Stars:
****
Rating: R for language,
drug use and adult situations
Run
Time: 1
hour, 54 minutes
To say that
Anne Hathaway (“The Princess Diaries”) is a princess no more is one of 2008’s
most glaring understatements. As a recovering addict on the verge of imploding
she’s the stuff that Oscar dreams of.
Jonathan
Demme (“Silence of the Lambs”, “Philadelphia”) directs this wildly engaging
journey into the underbelly of family dysfunction, the wedding. Ranking slightly below the holidays as a toxic battleground for
domestic damage.
Kym Buckman
(Hathaway) has been sprung from rehab into the cozy custody of casa Buckman for
her sister Rachel’s (Rosemarie DeWitt) impending nuptials.
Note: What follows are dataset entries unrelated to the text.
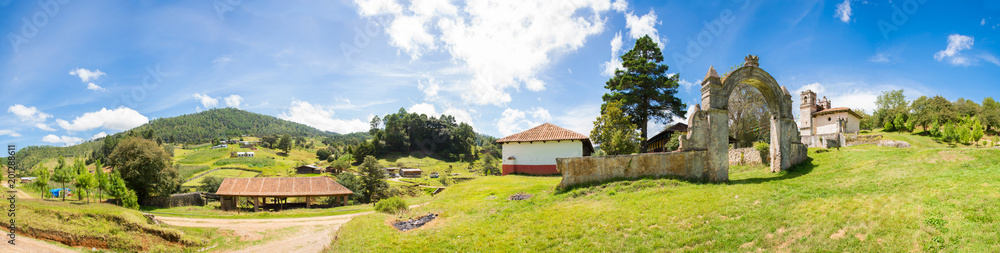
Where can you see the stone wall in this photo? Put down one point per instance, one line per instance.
(685, 164)
(744, 156)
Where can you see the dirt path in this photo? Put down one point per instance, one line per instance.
(306, 234)
(309, 235)
(28, 244)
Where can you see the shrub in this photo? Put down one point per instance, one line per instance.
(391, 205)
(764, 149)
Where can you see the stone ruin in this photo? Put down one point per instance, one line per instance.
(704, 151)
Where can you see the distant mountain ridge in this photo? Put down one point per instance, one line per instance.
(225, 122)
(189, 128)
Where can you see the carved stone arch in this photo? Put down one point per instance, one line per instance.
(709, 127)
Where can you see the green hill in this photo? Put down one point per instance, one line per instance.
(858, 199)
(225, 122)
(199, 127)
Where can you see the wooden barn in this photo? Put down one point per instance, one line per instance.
(308, 169)
(274, 192)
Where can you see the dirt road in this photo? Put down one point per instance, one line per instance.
(306, 235)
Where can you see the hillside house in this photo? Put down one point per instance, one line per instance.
(824, 126)
(308, 169)
(535, 150)
(658, 142)
(242, 154)
(273, 192)
(410, 172)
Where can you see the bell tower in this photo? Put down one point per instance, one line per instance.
(807, 108)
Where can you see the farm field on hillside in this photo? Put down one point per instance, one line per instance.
(863, 198)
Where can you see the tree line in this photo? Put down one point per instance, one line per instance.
(961, 120)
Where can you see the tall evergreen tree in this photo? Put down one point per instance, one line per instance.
(644, 87)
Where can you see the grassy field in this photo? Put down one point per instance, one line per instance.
(859, 199)
(221, 173)
(103, 226)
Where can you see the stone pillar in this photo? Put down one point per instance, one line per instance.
(718, 147)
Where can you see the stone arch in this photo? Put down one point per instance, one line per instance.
(709, 126)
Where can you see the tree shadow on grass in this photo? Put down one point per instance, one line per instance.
(798, 170)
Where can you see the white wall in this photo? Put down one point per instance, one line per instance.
(827, 124)
(539, 153)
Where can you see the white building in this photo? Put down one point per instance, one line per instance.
(535, 150)
(819, 122)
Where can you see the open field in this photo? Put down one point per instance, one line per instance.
(863, 198)
(103, 226)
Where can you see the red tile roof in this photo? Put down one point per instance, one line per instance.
(281, 187)
(838, 109)
(545, 132)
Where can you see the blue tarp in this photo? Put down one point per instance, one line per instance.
(55, 192)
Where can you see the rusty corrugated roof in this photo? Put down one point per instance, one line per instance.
(544, 132)
(281, 187)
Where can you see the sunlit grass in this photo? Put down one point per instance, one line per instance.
(858, 199)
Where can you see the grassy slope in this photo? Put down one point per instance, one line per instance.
(101, 225)
(861, 198)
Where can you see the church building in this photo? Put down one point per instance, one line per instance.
(822, 125)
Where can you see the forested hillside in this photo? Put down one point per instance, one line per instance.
(191, 129)
(226, 122)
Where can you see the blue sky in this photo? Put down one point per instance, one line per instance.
(74, 70)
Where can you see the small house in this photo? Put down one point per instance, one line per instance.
(535, 150)
(242, 154)
(332, 170)
(410, 172)
(307, 169)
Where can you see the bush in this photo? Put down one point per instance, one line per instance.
(391, 205)
(765, 151)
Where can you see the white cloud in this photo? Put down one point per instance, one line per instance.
(814, 87)
(87, 75)
(222, 60)
(687, 85)
(502, 44)
(66, 140)
(619, 5)
(512, 120)
(122, 118)
(430, 87)
(844, 11)
(615, 63)
(99, 135)
(424, 108)
(322, 119)
(880, 57)
(206, 101)
(644, 25)
(28, 113)
(234, 101)
(44, 126)
(95, 87)
(952, 54)
(580, 119)
(10, 133)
Nine months clean
but ever the narcissist Kym stakes out the arcane rituals of matrimony as a
breeding ground for her scathing wit and edgy indictments of family and
friends.
Her
sociopathic tendencies mean she’s searching for unconditional love from Olive the poodle while wallowing in the proverbial
co-dependent cocoon with guilt-ridden dad Paul (Bill Irwin). Father
and daughter -- the “double helix of crises” as labeled by the
soon-to-be-bride.
One catastrophe
leads to another, among them the pivotal rehearsal dinner that Kym chooses as a
forum for her splashy amends speech stressing a litany of past transgressions; mattress
fires, car wrecks and passing out in bathtubs among them.
Hathaway
pervades Demme’s gritty, hand-held docudrama with energetic strife,
surrendering to Jenny Lumet’s graceful and spontaneous scripting while pursuing
approval from an enabling dad and distant mom (the excellent and beautifully
mature Debra Winger) with the subtlety of a heat-seeking missile.
The
spotlight stays firmly on Kym but her supporting players are pitch perfect to a
man – Irwin, Winger and DeWitt as the beleaguered older sib who just wants one
special day of her own. Kudos to the broadminded groom and
his recovering best man as played by Tunde Adebimpe and Mather Zickel.
Demme’s
low-budget style perfectly complements the sundry aura of adoration and
self-loathing. In the grand tradition of awkward hitch-pics (“Four Weddings and
a Funeral”, “Monsoon Wedding”) the quips come fast and furious but never overshadow
the foundation of friction that speaks to demons untamed.